G Live's Café-Bar will be open two hours before this performance for light bites and refreshments. Riproduci in streaming brani tra cui Going Back Home, Ice On the Motorway e altro. Fee-free booking for Friends of G Live Groups of 8+ please call 0844 7701 797 to buy fee-free. Ascolta Going Back Home di Wilko Johnson & Roger Daltrey su Apple Music. Subject to change)Ī £2.00 per ticket booking fee applies, capped at six per order. Roger Daltrey, Wilko Johnsons Riveting Album. In true style, Wilko is still rocking and, as well as undertaking to play shows for as long as he is able, Johnson is also recording a new album with Roger Daltrey, due for release early in 2014.ĭon’t miss your chance to hear one of England's rock legends, for what could be the last time. Feelgood guitarist collaborated with the Who frontman and a scrappy band for a 2014 album.
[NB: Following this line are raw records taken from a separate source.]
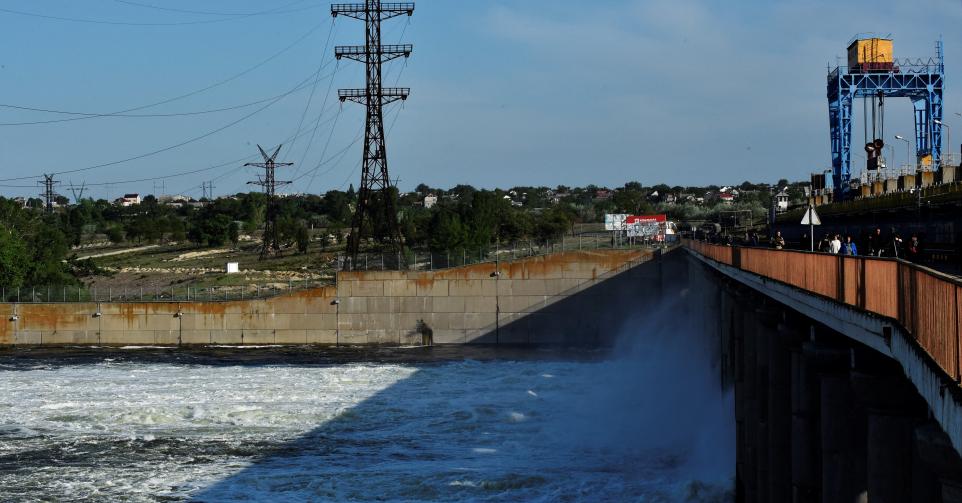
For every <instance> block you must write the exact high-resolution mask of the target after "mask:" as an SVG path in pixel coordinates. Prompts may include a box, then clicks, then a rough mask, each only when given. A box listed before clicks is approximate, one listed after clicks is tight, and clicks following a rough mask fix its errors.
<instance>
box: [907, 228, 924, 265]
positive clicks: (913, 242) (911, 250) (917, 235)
mask: <svg viewBox="0 0 962 503" xmlns="http://www.w3.org/2000/svg"><path fill="white" fill-rule="evenodd" d="M905 260H910V261H912V262H919V261H921V260H922V245H921V243H919V236H918V234H912V237H911V238H909V242H908V243H906V245H905Z"/></svg>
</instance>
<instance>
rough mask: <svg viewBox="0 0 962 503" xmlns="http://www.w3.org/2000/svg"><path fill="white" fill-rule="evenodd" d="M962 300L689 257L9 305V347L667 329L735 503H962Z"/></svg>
mask: <svg viewBox="0 0 962 503" xmlns="http://www.w3.org/2000/svg"><path fill="white" fill-rule="evenodd" d="M959 288H962V286H958V285H956V284H954V283H953V282H952V281H950V280H949V279H947V278H943V277H939V276H938V275H934V273H931V272H929V271H927V270H922V269H921V268H917V267H915V266H912V265H910V264H906V263H901V262H897V261H892V260H884V259H855V258H850V257H846V258H844V259H843V258H840V257H838V256H830V255H821V254H811V253H801V252H787V251H775V250H763V249H742V248H733V247H724V246H715V245H708V244H703V243H697V242H687V243H686V244H685V245H684V246H683V247H680V248H675V249H672V250H667V251H661V250H656V251H643V250H608V251H590V252H564V253H558V254H554V255H549V256H544V257H529V258H525V259H521V260H516V261H510V262H499V263H488V264H479V265H475V266H470V267H464V268H454V269H448V270H439V271H431V272H396V271H395V272H389V271H382V272H345V273H340V274H339V275H338V277H337V284H336V285H335V286H333V287H329V288H322V289H316V290H311V291H304V292H298V293H293V294H290V295H282V296H278V297H275V298H271V299H266V300H253V301H246V302H235V301H231V302H216V301H215V302H172V303H136V302H134V303H62V304H4V305H2V307H0V309H2V316H3V317H4V319H6V320H7V322H6V323H4V324H3V325H0V326H2V328H0V344H3V345H5V346H7V347H8V348H14V347H21V346H27V347H37V346H51V347H55V346H83V345H91V346H111V345H114V346H132V345H153V346H178V345H179V346H192V345H264V344H270V345H274V344H277V345H311V344H313V345H345V346H363V345H371V346H379V347H384V346H411V345H414V346H419V345H430V344H434V345H437V346H443V345H449V346H453V345H466V346H495V345H503V346H506V347H508V346H511V347H516V346H519V345H522V346H525V345H528V346H582V347H603V348H609V350H610V351H612V352H614V353H617V352H618V351H622V350H624V341H619V340H618V334H623V333H631V332H626V331H625V327H626V326H629V327H636V328H639V329H643V330H647V329H649V328H651V327H653V326H655V325H658V326H660V327H661V328H660V329H659V330H661V333H664V334H668V335H667V336H666V337H668V338H673V337H676V338H677V341H679V342H680V343H681V346H682V347H681V353H682V356H681V357H680V358H677V359H675V360H672V361H670V364H671V365H673V366H674V367H675V368H673V369H672V370H673V371H675V372H678V373H682V374H691V373H698V372H706V371H707V372H710V373H711V374H713V375H715V376H717V377H716V378H713V379H715V380H716V381H717V386H718V387H719V388H720V389H722V390H727V392H729V393H732V394H733V396H734V400H733V406H732V410H731V411H730V412H731V415H732V416H733V417H732V418H728V419H731V420H732V421H731V422H732V424H733V428H732V431H726V432H722V433H719V434H718V435H721V436H722V437H724V436H731V437H733V438H731V439H730V440H731V441H732V443H733V445H734V446H735V456H734V457H735V459H734V464H735V467H734V470H733V472H734V474H735V475H734V480H733V481H732V487H733V497H734V499H735V500H736V501H749V502H755V501H757V502H768V501H795V502H815V501H832V502H834V501H840V502H860V501H873V502H875V501H882V502H887V501H893V502H896V501H898V502H905V501H911V502H939V501H944V502H954V501H962V460H960V457H959V452H960V450H962V422H960V419H962V390H960V387H959V380H958V377H959V323H958V319H959V317H960V316H962V308H960V305H959V304H958V296H957V291H958V289H959ZM646 344H647V341H643V343H642V344H640V345H639V347H638V348H637V349H638V350H639V351H641V352H644V351H645V348H646ZM11 350H12V349H11ZM685 352H688V353H689V354H691V355H695V354H699V353H707V354H709V355H710V358H708V359H707V360H702V359H699V358H695V357H691V358H686V357H685V356H684V353H685ZM656 356H657V355H656ZM660 378H661V377H659V379H660ZM662 384H665V383H652V384H650V385H649V386H660V385H662ZM639 386H641V384H639ZM532 393H533V392H532ZM692 399H693V400H697V399H695V398H694V397H693V398H692ZM665 410H667V409H665ZM665 410H661V409H654V410H651V411H648V412H646V414H648V416H651V417H654V416H658V415H659V414H666V412H665ZM668 413H676V412H671V411H669V412H668ZM694 414H696V415H697V412H694ZM661 419H662V420H678V421H681V420H683V419H684V418H681V417H674V418H661ZM722 437H716V438H715V439H714V440H715V441H717V442H721V443H724V441H725V440H726V439H724V438H722Z"/></svg>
In July 2014 he made an album with Daltrey which has taken the charts by storm. Find thousands jazz reviews at All About Jazz EXPLORE Donate. He discussed his terminal cancer, and said that doctors have told him he has nine or ten months to live. Wilko Johnson / Roger Daltry: Wilko Johnson / Roger Daltrey: Going Back Home album review by Sammy Stein, published on April 20, 2014. Johnson stated in early 2013 that he had terminal cancer, and aptly announced he was going on a farewell tour. Feelgood in 1977, Wilko formed his own band before joining Ian Dury’s Blockheads to co-write several songs on the Laughter album, and then reforming the Wilko Johnson Band. album Going Back Home, Wilko Johnsons collaboration with Roger Daltrey. The list of 70s New Wave bands who acknowledge the influence of Wilko and the Feelgoods is extensive and includes The Clash, The Sex Pistols, The Jam, The Boomtown Rats, The Ramones & Blondie. Joining Wilko on the album are his long-standing band Norman Watt Roy on bass. Feelgood, it was their guitarist Wilko Johnson who excited the most attention, not only for the startling violence of his stage performance, but also for his guitar style. When rock ‘n’ roll was shaken from its pre-punk complacency by the emergence of Dr.